Toutes les réactions des hommes relèvent de la poésie. Ça ne trompe pas. La poésie, c’est l’indifférence à tout ce qui manque de réalité.
... C’est le seul engagement qui vaille, parce qu’il englobe la souffrance. Un homme de cet ordre, je me demande s’il peut pleurer. Mais il peut empêcher les autres de le faire.
Cette passion du réel, qui fait longer des précipices, ce goût exclusif, comment ne nous rendrait-il pas plus aptes à comprendre autrui, et pas le comprendre comme ça, non, mais le remplacer, en quelque sorte, le relayer dans son poème interne, retrouver avec lui la source, nettoyer le lit de son eau vive, et remettre en branle la circulation originelle.
C’est derrière les mots qu’il faut aller voir, les mots sont des repères qui peuvent nous tromper si on les manipule de travers. Il y a une charge de silence qu’il faut respecter...
Un grand poète, c’est un monsieur qui, une fois, ne s’est pas trompé, a pris la voie royale de tous ses possibles...

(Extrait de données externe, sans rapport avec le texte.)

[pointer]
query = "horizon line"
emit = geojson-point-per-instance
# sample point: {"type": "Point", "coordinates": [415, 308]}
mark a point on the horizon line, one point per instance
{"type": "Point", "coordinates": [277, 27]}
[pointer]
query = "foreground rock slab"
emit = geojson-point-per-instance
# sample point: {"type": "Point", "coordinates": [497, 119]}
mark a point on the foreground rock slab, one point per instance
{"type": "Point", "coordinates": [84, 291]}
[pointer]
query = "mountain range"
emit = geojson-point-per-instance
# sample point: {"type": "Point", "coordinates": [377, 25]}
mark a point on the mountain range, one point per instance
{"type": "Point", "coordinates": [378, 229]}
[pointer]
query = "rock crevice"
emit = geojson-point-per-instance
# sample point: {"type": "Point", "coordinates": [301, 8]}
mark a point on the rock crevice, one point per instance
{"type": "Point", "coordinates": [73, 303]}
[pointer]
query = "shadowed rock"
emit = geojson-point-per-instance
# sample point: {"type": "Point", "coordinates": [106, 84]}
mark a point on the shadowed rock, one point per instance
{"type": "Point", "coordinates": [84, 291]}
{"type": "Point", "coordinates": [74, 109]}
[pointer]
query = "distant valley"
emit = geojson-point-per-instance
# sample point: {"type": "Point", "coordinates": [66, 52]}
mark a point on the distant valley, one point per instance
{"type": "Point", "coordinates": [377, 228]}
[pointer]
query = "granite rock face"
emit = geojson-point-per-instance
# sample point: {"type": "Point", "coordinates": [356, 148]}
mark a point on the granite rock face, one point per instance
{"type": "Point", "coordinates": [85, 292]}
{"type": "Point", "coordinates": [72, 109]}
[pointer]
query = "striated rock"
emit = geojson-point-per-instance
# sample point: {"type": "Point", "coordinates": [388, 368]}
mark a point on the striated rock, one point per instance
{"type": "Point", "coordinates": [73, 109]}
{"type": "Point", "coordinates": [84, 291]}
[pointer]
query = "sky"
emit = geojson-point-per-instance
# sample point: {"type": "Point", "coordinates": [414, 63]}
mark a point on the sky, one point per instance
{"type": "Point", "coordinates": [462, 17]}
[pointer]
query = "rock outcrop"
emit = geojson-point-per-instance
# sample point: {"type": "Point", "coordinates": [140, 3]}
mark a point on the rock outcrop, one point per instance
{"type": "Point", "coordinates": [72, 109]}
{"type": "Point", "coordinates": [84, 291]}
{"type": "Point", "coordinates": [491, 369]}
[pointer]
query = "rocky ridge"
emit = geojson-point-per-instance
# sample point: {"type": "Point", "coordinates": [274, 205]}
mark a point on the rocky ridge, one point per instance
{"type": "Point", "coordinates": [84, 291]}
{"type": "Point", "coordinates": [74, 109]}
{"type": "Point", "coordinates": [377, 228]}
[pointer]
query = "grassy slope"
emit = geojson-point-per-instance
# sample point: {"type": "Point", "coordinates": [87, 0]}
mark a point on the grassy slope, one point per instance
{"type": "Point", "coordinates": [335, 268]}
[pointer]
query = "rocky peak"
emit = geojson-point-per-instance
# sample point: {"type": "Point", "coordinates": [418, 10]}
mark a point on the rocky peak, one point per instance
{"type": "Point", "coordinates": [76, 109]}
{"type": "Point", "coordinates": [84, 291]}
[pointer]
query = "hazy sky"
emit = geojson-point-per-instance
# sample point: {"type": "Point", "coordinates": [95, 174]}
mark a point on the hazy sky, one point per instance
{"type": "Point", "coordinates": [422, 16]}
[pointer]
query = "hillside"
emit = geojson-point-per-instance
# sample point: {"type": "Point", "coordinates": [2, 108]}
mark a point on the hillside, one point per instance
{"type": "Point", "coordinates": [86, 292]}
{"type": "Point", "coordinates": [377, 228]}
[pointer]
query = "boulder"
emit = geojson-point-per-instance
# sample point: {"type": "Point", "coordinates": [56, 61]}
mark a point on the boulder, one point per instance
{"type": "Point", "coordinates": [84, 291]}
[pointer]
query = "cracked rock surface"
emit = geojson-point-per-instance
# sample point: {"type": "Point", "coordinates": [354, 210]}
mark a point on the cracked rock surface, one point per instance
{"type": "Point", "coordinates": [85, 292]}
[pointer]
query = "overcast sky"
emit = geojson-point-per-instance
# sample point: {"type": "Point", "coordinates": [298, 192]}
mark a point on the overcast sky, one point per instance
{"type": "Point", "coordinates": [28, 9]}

Il est probable que nous sommes le poème de Dieu, fragments de langage unique.
Il y a des moments de fulguration, qui éclairent nos murs, nos limites, qui nous laissent à penser que tout n’est pas absolument absurde...
La poésie, comme je l’entends, c’est le seul obstacle au suicide... Il n’y a pas moyen de se suicider en poésie, puisque c’est, comment dire, déjà fait.
En fait, la poésie, c’est de considérer tous les hommes en poètes, comme s’ils étaient des poètes. Et s’y tenir.
Moi, je vais vous dire, j’ai envie d’être heureux. Un peu comme on dit bêtement que les clochards le sont. Heureux de rien, et incapables de lever le petit doigt pour figurer dans le spectacle...
Mes coulisses, c’est le ciel, la mer, le vent, l’arbre, et qui m’aime me suive ! Je n’en démordrai pas, je n’en démordrai pas, c’est un pacte avec ce qui me paraît plus vrai que tout le reste, avec ce qui me rend à un langage plus modeste, plus fragile par rapport à celui des hommes de société, dont je comprends mal la nonchalance active...
J’ai déniché une mansarde où travailler en paix. Une table, une chaise, une lucarne. Un peu comme si je partais à l’école, tous les matins. Tania n’y trouve pas à redire.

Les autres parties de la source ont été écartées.